Je descendis aussitôt aux waters. Effectivement, sur la chasse, un petit paquet brun m’attendait. Je l’ouvris rapidement, glissai les chargeurs dans ma poche et balançai mes propres papiers dans la cuvette après les avoir déchirés soigneusement. Dans mon portefeuille, les nouveaux prirent leur place. Désormais, je m’appelais Maurice Labouye, ouvrier plombier en congé de maladie. Avec ça, j’étais peinard. Il y avait tous les papiers allemands qu’on pouvait désirer, soigneusement usés et salis par un trop long usage.

Alors je sortis à mon tour des Ambassadeurs et j’allai faire un pèlerinage sur les lieux où Jimmy avait trouvé la mort. Un vent froid hérissait la Saône. De lourds nuages hostiles envahissaient le ciel. Le soleil, qui n’était déjà pas reluisant, disparut tout à fait.

Et comme il y avait des chances que tout danger fût écarté, j’allai boire le pastis chez Ricardo. Sur le trottoir je rencontrai deux gendarmes allemands qui me regardèrent avec indifférence.

Ce n’est que le soir que la presse apprit aux Lyonnais la mort tragique de Riton. Ça faisait près de vingt-quatre heures que cette canaille buvait le coup avec Satan.

Deuxième partie

Chapitre 1

La rafale passa en hurlant au-dessus de ma tête, une poussière d’or, arrachée aux petites boules de mimosas, flotta un instant dans l’air, comme un rêve, et disparut. Mais on entendait toujours le vent siffler dans les amandiers maigres. Les rangées de cyprès dont les maraîchers avaient entouré leurs jardins ne parvenaient pas à arrêter sa course malgré leur feuillage serré. Ils ployaient majestueusement, comme une tragédienne à la grande scène du trois, avec des gémissements lugubres.

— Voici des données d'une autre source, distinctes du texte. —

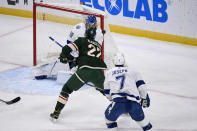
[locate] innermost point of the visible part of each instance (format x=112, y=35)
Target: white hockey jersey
x=123, y=82
x=79, y=31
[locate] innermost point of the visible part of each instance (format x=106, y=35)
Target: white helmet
x=118, y=59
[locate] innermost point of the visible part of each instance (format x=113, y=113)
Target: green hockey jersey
x=89, y=53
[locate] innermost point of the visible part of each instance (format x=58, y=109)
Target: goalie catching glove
x=63, y=59
x=145, y=102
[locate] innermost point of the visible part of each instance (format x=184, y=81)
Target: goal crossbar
x=35, y=5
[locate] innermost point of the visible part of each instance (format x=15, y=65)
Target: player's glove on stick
x=63, y=59
x=145, y=102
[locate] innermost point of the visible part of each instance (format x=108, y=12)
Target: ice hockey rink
x=169, y=69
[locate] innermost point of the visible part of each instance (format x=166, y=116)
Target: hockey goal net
x=54, y=20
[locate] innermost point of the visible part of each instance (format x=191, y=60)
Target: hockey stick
x=11, y=101
x=51, y=38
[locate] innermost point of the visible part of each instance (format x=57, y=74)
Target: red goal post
x=35, y=5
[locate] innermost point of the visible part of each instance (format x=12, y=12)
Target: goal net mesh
x=52, y=20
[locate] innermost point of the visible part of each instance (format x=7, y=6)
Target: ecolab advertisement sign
x=157, y=13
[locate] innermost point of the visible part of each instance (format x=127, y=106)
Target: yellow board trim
x=113, y=28
x=153, y=35
x=16, y=12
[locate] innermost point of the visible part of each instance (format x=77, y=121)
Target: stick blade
x=13, y=101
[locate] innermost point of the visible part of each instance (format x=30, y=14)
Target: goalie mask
x=90, y=22
x=90, y=33
x=119, y=59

Eh ben, Monsieur ! le type qui avait inventé le vent il devait être né dans le pays. Quelle tornade ! Depuis huit jours que j’étais là, ça n’avait pas cessé. Au contraire, ça avait pris de l’ampleur chaque jour. On se demandait comment personne n’avait été encore assommé par la chute d’une cheminée. Il y avait trois jours, un train de marchandises avait été renversé dans l’étang de Leucate.

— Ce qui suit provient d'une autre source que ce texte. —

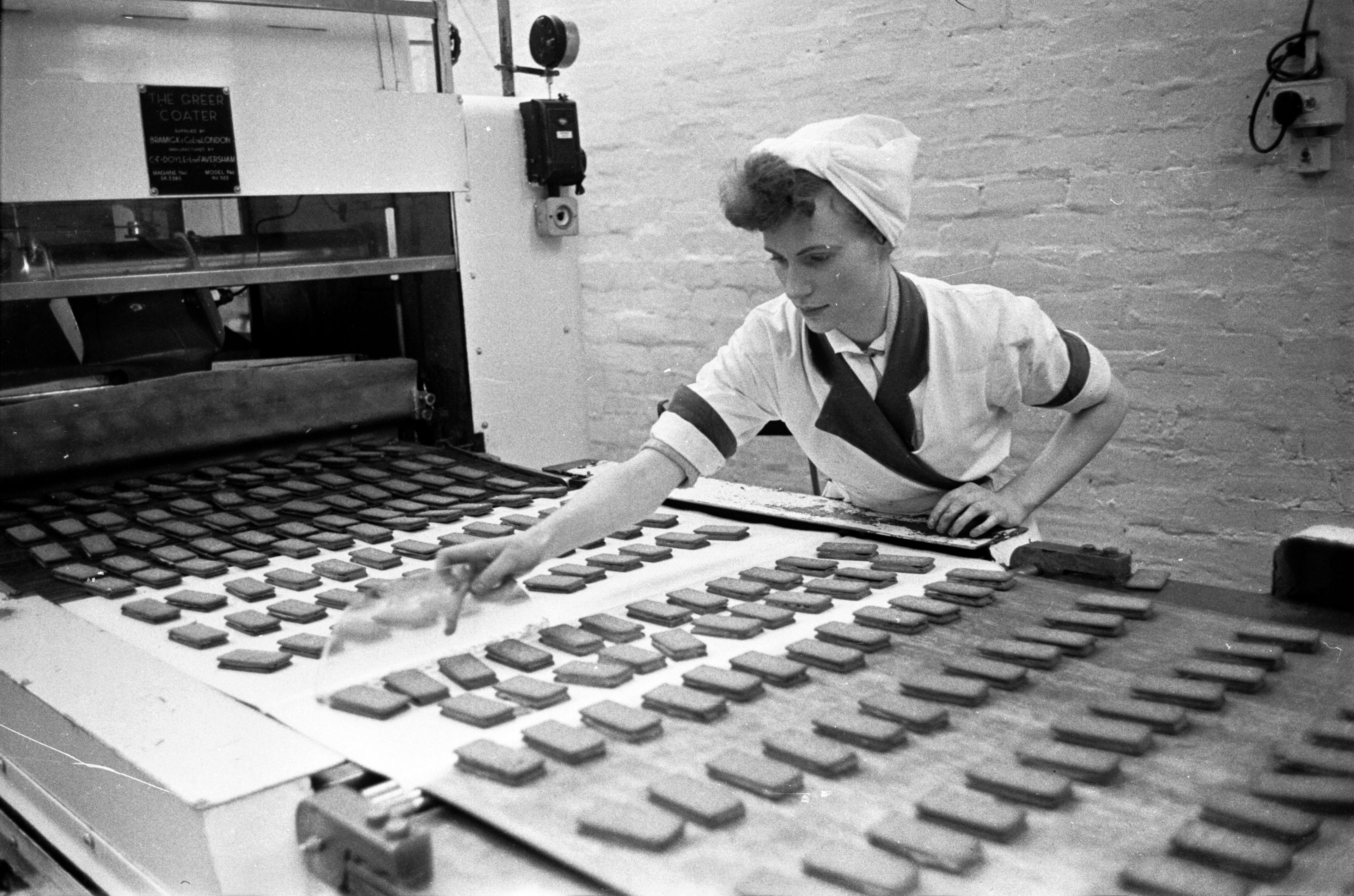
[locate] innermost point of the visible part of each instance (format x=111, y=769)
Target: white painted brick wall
x=1091, y=153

Heureusement qu’il y avait des Allemands à bord, sans quoi ils auraient cru à un sabotage.

Les gens du bled, ils en riaient, ils trouvaient ça normal. Il paraît que ça souffle comme ça les deux tiers de l’année. Et en été, alors, quand ça ne souffle pas, ce sont les moustiques qui contre-attaquent. Et encore ici, à Perpignan, ce n’est rien. Paraît qu’il faut voir Narbonne. Celui qui n’a pas vu ça, il n’a rien vu. Et La Nouvelle, alors ? À la gare de La Nouvelle les pins sont inclinés vers le sud à quarante-cinq degrés. Parce qu’il faut dire qu’il vient du Nord ce Bon Dieu d’ouragan. Et glacé avec ça. À telle enseigne qu’on a beau se couvrir de laine et de cuir, on a toujours l’impression de se trouver à poil au milieu de la plaine.